By Julie Snyder
2016 is shaping up to be the year of the woman across the globe. With the adoption of the Sustainable Development Goals (SDGs) in September 2015, gender equality has been pushed to the top of the 2030 agenda. Evidence suggests countries that support gender equality and women’s rights are more stable and more prosperous.
At the World Economic Forum meetings in Davos this January, the topic of gender inequality arose repeatedly, becoming the third most tweeted topic, following refugees and climate change. Globally, gender inequality remains an enormous challenge; according to the World Bank, only two countries out of 130 have reached gender parity at all levels of education, and women hold only 16.2 percent of ministerial-level positions globally.
These problems persist because gender is a highly complex socio-economic variable. Because gender intersects with many other variables, including class, education, and political systems, addressing the challenges associated with gender inequality requires coherent, deliberate solutions. Improving gender equality is key not only to enforcing and upholding human rights, but also to enabling economic development across the globe. Integrated development – intentional approaches to connect multi-sectoral, cross-disciplinary programs at each stage to magnify the intended effect – could be one answer to the multifaceted challenge of gender inequality.
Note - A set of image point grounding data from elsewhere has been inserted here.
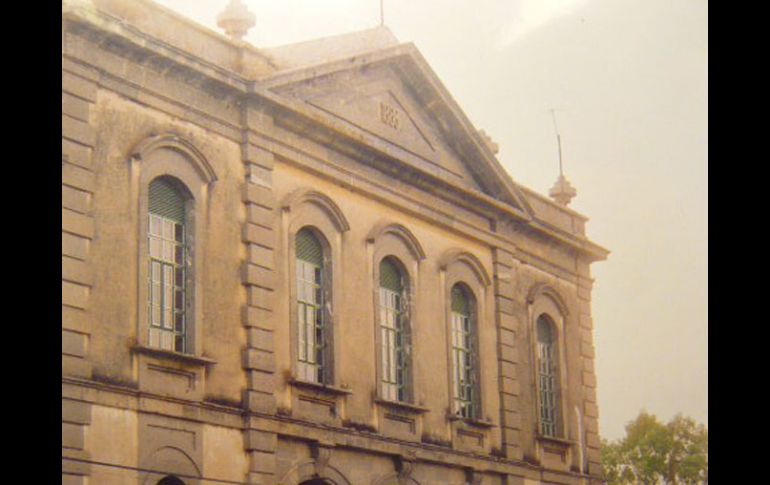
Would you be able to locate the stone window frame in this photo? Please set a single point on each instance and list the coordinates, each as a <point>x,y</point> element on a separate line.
<point>306,208</point>
<point>461,267</point>
<point>171,156</point>
<point>394,241</point>
<point>544,300</point>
While traditional development often manifests as discrete projects with a singular focus and funder, integrated development encourages collaboration and coordination across funders and sectors to address the complex, multivariable challenges inherent in many developing countries. In particular, integrated development has shown to be particularly useful for evolving ingrained behaviors associated with established gender roles. The U.S. Agency for International Development (USAID) has already incorporated integrated development approaches into its policy on gender equality and female empowerment. In Nepal, USAID’s Suaahara Project combines female empowerment, nutrition, and maternal health as its focus areas to counteract rampant malnutrition and constraining gender norms.